Recently, a man confessed to the crime. Carrier, now a youth minister at Granada Presbyterian Church, went to see him.
He found David McAllister, a 77-year-old ex-convict, frail and blind, living in a North Miami Beach nursing home. Carrier began visiting often, reading to McAllister from the Bible and praying with him. His ministry opened the door for McAllister to make a profession of faith.
No arrest is forthcoming; after twenty-two years, the statute of limitations on the crime is long past. In Christian Reader (Jan/Feb 98), Carrier says, “While many people can’t understand how I could forgive David McAllister, from my point of view I couldn’t not forgive him. If I’d chosen to hate him all these years, or spent my life looking for revenge, then I wouldn’t be the man I am today, the man my wife and children love, the man God has helped me to be.”

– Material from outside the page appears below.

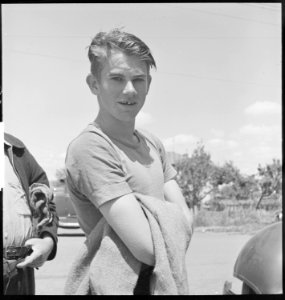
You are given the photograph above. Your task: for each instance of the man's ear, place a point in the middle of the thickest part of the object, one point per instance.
(149, 82)
(92, 83)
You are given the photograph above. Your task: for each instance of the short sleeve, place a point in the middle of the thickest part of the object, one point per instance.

—Merv Budd London, Ontario (Christlikeness, Ministry)
Greed (1 Tim. 6:6-10)
Percentage of Americans who believe “Most of us buy and consume far more than we need”: 82
-Harper’s (1/97) (Needs, Simplicity)
A culture obsessed with technology will come to value personal convenience above almost all else, and ours does. … Religion tends to be strongest when life is hard … a person whose main difficulty is not crop failure but video breakdown has less need of the consolations and promises of religion.
—Robert Bork in Slouching towards Gomorrah (Faith, Hardship)

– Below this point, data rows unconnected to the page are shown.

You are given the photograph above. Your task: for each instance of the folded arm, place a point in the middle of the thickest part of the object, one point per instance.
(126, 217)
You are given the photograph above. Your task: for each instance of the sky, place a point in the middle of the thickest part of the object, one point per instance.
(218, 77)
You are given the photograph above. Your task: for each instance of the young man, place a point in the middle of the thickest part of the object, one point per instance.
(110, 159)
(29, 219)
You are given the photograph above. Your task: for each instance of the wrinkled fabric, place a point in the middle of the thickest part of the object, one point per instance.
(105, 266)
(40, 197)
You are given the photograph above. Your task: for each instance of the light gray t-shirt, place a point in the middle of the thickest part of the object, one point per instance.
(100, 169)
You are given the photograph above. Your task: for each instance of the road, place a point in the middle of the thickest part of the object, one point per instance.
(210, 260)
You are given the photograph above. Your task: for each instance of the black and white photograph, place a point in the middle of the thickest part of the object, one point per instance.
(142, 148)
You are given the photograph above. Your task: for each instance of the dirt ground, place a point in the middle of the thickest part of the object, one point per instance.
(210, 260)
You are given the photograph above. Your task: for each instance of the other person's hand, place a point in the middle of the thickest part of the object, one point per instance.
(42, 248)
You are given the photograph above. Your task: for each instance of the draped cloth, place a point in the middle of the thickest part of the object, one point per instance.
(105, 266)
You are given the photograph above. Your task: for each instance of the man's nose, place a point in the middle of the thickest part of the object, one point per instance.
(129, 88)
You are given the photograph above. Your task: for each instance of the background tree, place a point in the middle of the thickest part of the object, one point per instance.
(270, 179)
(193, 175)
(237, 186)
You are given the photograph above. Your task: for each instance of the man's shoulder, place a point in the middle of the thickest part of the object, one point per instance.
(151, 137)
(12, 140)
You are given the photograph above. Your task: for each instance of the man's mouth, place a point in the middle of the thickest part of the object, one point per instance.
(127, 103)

According to the United Nations’ Human Development Report 1996, the combined wealth of the world’s 358 billionaires now equals the total income of the poorest 45 percent of the world’s population, some 2.3 billion people.

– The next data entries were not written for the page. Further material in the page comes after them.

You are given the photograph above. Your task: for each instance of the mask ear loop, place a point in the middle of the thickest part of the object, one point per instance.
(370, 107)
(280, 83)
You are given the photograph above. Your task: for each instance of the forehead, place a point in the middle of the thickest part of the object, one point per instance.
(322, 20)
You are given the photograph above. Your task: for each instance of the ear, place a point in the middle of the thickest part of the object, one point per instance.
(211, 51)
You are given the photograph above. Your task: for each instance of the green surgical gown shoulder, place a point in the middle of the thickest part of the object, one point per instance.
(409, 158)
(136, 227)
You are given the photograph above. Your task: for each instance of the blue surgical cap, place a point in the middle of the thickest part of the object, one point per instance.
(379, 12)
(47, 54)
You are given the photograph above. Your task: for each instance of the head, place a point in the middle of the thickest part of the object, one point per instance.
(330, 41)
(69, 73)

—cited in “The Nerd Barons” Utne Reader (Nov/Dec 96) (Poverty, Wealth)
I realized I was wealthy because wealth can be defined as getting the time to do what you want, and I found that with discipline I could do what I loved. The discipline came because I had to lower my spending to match my earnings; I could buy my freedom with the money I didn’t spend.
—musician David Wilcox, interviewed in Acoustic Guitar (Nov/Dec 94) (Discipline, Freedom)
Parenting (Eph. 6:4, Deut. 4:9-10)
Introduction to property law from a toddler’s perspective:
- If I like it, it’s mine.
- If I can take it away from you, it’s mine.
- If I had it a while ago, it’s mine.
- If I say it is mine, it’s mine.
- If it looks like mine, it’s mine.
- If I say I saw it first, it’s mine.
- If you’re having fun with it, it’s mine.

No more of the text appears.